Card Game: Castle Powers Revisited

I've just realized something. I've been having problems balancing the various castle powers and that's slowed my overall progress. The problem, though, is that I've grossly overpowered the Diamond/Spade pair when compared to the Heart/Club pair. And, of course, that the Heart/Club pair is about as powerful as I can make them without breaking the game horribly. And the Diamond/Spade pair is about as weak as I can make them while still making their abilities meaningful. This, by the way, is a bad combination. The only alternative I can see is to drastically revamp the Heart/Club pair but I have no clue what to do with them.

The thing is Heart/Club - where their ability gives them a bit of a boost to their defending or attacking, respectively - is about where I want the castle powers to be. Because, and here's my revelation: they actually have a drawback, which Diamonds and Spades, for all intents and purposes, lack.

Hearts and Clubs by automatically adding to their total value become increasingly vulnerable to being undercut (Which is what I'm calling the flipping of the normal rules that happens when cards of the same suit are played. Normally, the highest card wins. But when, say, someone attacks with a 6 of Hearts and the other person defends with a 3 of Hearts, the defenders wins - when it's the same suit, the lowest card wins. This prevents people from creating unbeatable stacks but also adds variance to the game - it messes with the probabilities, basically, in ways I'm still not sure of how to express or control.).

Now, for instance, let's say we have a Club player who - at the moment - gains +3 to any card they attack with.
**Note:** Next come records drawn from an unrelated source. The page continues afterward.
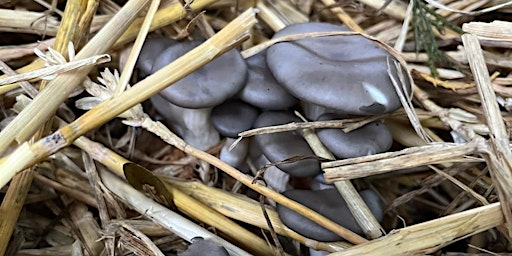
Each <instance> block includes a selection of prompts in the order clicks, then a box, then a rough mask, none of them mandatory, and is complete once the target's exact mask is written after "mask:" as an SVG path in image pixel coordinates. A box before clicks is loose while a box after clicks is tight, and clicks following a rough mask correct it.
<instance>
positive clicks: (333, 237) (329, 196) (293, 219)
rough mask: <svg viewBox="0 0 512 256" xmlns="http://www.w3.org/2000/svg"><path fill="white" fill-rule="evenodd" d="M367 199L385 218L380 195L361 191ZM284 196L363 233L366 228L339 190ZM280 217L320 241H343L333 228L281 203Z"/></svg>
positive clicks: (370, 209)
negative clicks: (356, 215) (363, 227)
mask: <svg viewBox="0 0 512 256" xmlns="http://www.w3.org/2000/svg"><path fill="white" fill-rule="evenodd" d="M360 194H361V197H362V198H363V200H364V202H365V203H366V204H367V205H368V207H369V209H370V211H371V212H372V214H373V215H374V216H375V218H376V219H377V220H378V221H381V220H382V217H383V210H382V207H381V205H380V199H379V197H378V195H377V194H376V193H375V192H373V191H371V190H364V191H361V192H360ZM283 195H284V196H286V197H288V198H290V199H292V200H294V201H297V202H298V203H301V204H303V205H304V206H307V207H309V208H311V209H312V210H314V211H316V212H318V213H320V214H321V215H323V216H325V217H326V218H328V219H330V220H332V221H334V222H336V223H338V224H340V225H341V226H343V227H346V228H348V229H350V230H352V231H353V232H355V233H358V234H363V231H362V230H361V228H360V227H359V225H358V224H357V222H356V220H355V219H354V217H353V216H352V214H351V213H350V210H349V208H348V206H347V204H346V202H345V200H344V199H343V197H341V195H340V194H339V193H338V191H337V190H336V189H324V190H315V191H311V190H288V191H285V192H284V193H283ZM277 213H278V215H279V219H281V221H282V222H283V224H285V225H286V226H287V227H289V228H290V229H292V230H293V231H295V232H297V233H299V234H301V235H303V236H305V237H308V238H311V239H315V240H318V241H322V242H334V241H340V240H342V238H341V237H339V236H338V235H336V234H335V233H333V232H332V231H330V230H327V229H325V228H323V227H321V226H320V225H318V224H316V223H315V222H313V221H311V220H309V219H307V218H306V217H304V216H302V215H300V214H298V213H296V212H295V211H292V210H290V209H288V208H286V207H285V206H283V205H280V204H277Z"/></svg>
That means that, at maximum, without any other cards they have an attacking value of 14 (with a King or Queen - these cards don't stack but the castle bonus would affect them.) and a minimum value of 3 (with a Jack which normally has a value of 0). This means they're much more likely to win *unless their opponent has a card of the same suit. Because, unless that opponent is playing Hearts, they'll have a better chance of being able to undercut. Say the Club player plays that Jack of Clubs. Their opponent, normally, wouldn't be able to undercut that at all - they would, however, be able to outplay it with a card of any other suit, of course (Ties go to the attacker so playing another Jack is out and the Jack of Clubs just got played so that's four cards out of the deck that they can't use, the rest would beat that Jack). But with the castle bonus that Jack is really acting as a 3 which means the other player not only has all the cards which beat a 3 to draw on (which is less than the cards which will beat a Jack, true, but only by 8 out of 39 possibilities. That's only about a 20% difference. Since the defender has several cards to choose from that's a really small difference in the chances they have to slam down something to beat your card.) but they also now can play the 2 and Ace of Clubs.
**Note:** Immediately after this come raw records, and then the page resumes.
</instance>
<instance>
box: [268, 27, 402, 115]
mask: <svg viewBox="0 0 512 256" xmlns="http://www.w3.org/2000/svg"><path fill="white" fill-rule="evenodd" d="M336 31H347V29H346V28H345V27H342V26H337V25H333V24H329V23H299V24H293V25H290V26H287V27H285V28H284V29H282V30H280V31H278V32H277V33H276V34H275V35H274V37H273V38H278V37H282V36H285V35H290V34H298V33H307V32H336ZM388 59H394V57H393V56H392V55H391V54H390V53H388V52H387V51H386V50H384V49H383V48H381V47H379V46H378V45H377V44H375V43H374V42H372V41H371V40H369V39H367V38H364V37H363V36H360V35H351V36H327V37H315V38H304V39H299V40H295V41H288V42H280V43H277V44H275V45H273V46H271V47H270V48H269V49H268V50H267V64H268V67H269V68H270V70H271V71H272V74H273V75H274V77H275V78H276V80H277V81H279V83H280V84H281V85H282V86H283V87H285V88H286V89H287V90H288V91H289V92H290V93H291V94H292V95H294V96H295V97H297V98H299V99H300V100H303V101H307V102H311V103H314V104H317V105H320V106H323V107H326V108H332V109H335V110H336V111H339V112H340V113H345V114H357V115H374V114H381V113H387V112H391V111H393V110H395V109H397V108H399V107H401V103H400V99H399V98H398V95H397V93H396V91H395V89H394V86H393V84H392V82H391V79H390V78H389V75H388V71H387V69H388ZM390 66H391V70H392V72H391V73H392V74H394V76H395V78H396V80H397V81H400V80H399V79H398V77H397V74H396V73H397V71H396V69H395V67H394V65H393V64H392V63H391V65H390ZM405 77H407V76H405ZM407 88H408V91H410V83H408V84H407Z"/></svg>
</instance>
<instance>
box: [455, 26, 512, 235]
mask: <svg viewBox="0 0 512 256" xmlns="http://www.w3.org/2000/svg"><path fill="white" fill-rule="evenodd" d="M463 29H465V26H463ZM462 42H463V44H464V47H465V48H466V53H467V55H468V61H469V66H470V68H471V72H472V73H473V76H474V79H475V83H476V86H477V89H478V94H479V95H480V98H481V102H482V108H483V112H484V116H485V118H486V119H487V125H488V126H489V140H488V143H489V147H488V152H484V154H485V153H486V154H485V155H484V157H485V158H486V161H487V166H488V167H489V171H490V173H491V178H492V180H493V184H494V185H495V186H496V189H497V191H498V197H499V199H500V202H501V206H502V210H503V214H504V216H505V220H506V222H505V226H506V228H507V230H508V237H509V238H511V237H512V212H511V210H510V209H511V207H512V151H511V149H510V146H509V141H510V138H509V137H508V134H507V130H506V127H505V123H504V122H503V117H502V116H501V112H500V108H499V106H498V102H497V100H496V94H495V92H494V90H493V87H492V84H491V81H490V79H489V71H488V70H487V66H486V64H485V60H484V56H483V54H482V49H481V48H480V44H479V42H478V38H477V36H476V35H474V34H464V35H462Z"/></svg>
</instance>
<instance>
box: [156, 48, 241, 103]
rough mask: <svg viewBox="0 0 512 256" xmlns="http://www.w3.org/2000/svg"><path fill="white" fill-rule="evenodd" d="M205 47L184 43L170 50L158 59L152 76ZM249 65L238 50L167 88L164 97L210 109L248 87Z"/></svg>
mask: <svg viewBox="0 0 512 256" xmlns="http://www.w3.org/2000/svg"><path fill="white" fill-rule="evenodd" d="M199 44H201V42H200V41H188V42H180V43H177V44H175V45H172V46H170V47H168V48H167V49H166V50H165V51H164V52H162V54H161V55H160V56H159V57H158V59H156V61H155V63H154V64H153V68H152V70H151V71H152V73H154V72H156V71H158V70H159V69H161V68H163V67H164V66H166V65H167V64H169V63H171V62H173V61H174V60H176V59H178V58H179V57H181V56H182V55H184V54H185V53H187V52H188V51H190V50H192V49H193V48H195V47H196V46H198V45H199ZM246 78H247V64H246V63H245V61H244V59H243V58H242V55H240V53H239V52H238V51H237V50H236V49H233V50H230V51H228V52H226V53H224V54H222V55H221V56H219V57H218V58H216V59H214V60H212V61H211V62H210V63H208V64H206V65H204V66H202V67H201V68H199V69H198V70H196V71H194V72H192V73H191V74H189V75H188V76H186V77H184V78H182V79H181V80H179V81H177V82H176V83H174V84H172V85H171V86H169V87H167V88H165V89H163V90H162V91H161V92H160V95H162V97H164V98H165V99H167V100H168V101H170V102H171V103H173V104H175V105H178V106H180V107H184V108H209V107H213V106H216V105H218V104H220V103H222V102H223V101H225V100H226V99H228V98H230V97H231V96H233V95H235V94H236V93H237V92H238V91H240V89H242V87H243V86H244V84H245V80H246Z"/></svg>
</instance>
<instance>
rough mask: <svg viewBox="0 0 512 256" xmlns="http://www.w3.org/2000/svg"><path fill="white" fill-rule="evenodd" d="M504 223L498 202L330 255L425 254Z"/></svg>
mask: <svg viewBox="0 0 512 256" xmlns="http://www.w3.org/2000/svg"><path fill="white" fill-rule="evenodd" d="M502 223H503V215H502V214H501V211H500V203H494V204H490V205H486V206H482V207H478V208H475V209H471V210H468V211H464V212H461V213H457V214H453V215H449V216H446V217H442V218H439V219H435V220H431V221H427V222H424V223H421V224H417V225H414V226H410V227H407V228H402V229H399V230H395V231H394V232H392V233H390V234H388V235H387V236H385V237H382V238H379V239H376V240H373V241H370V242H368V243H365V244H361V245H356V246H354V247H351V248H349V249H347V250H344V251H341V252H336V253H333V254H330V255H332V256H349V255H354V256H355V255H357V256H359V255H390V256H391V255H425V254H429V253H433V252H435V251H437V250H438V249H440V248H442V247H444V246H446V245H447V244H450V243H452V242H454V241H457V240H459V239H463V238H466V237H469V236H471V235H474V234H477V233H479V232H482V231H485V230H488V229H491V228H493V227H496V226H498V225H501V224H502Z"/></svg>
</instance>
This isn't so crippling at the lower values as it is at the higher ones. The higher the card value the bigger the chance that there'll be a card of that same suit in your opponent's hand that can beat it (And the less chance they'll have a card in another suit that can top it, of course. The inverse happens as you play smaller valued cards.). But it means that although the King and Queen are supposedly of the same value, say, that when the Club player throws down one of them, their opponent can successfully defend with the other. Something that doesn't happen normally. It's a similar story for 10s and 9s which both pass the 11 maximum for single cards.

So, Clubs and Hearts players are actually weaker, statistically speaking, when playing high valued cards. I haven't dug deep enough into the numbers yet to figure out just how much that +3 is hurting them - I can't even conclusively state that it is - but if there is an effect I know that adding more flat value bonuses is only going to make it worse. +3 is fine, I think, but a +12 bonus (Which if I give every card position a bonus similar to the castle one would be the case for a stack of four Clubs, say.) means that every single card of that suit is going to beat any card played by someone with that bonus. Just no other card from any other suit would, though.

It might be workable, it might not, but the point is that there's a built in weakness in the ability that means there's a tradeoff. By gaining that inherent stack the Hearts/Club player opens themselves up to being undercut more easily. Spades have to discard to use their ability, at this point, but so does anyone Controlling land - what Spade's power does is to let them pick any land on the board to do so with. There's a drawback but it's a harmless one. Diamonds are worse because they have no effective downside whatsoever to using their power - shuffling a card into their deck to draw a new one.

Diamond is easy enough to solve - make the player bleed for using that ability, somehow. But Spades are trickier, there's already a cost involved and putting in more means there's a danger of going too far. I'm not sure exactly how I'm going to handle this but now I know that something needs to be done. I don't mind some imbalance amongst the castle powers but I do want to make sure that they're at least roughly equivalent.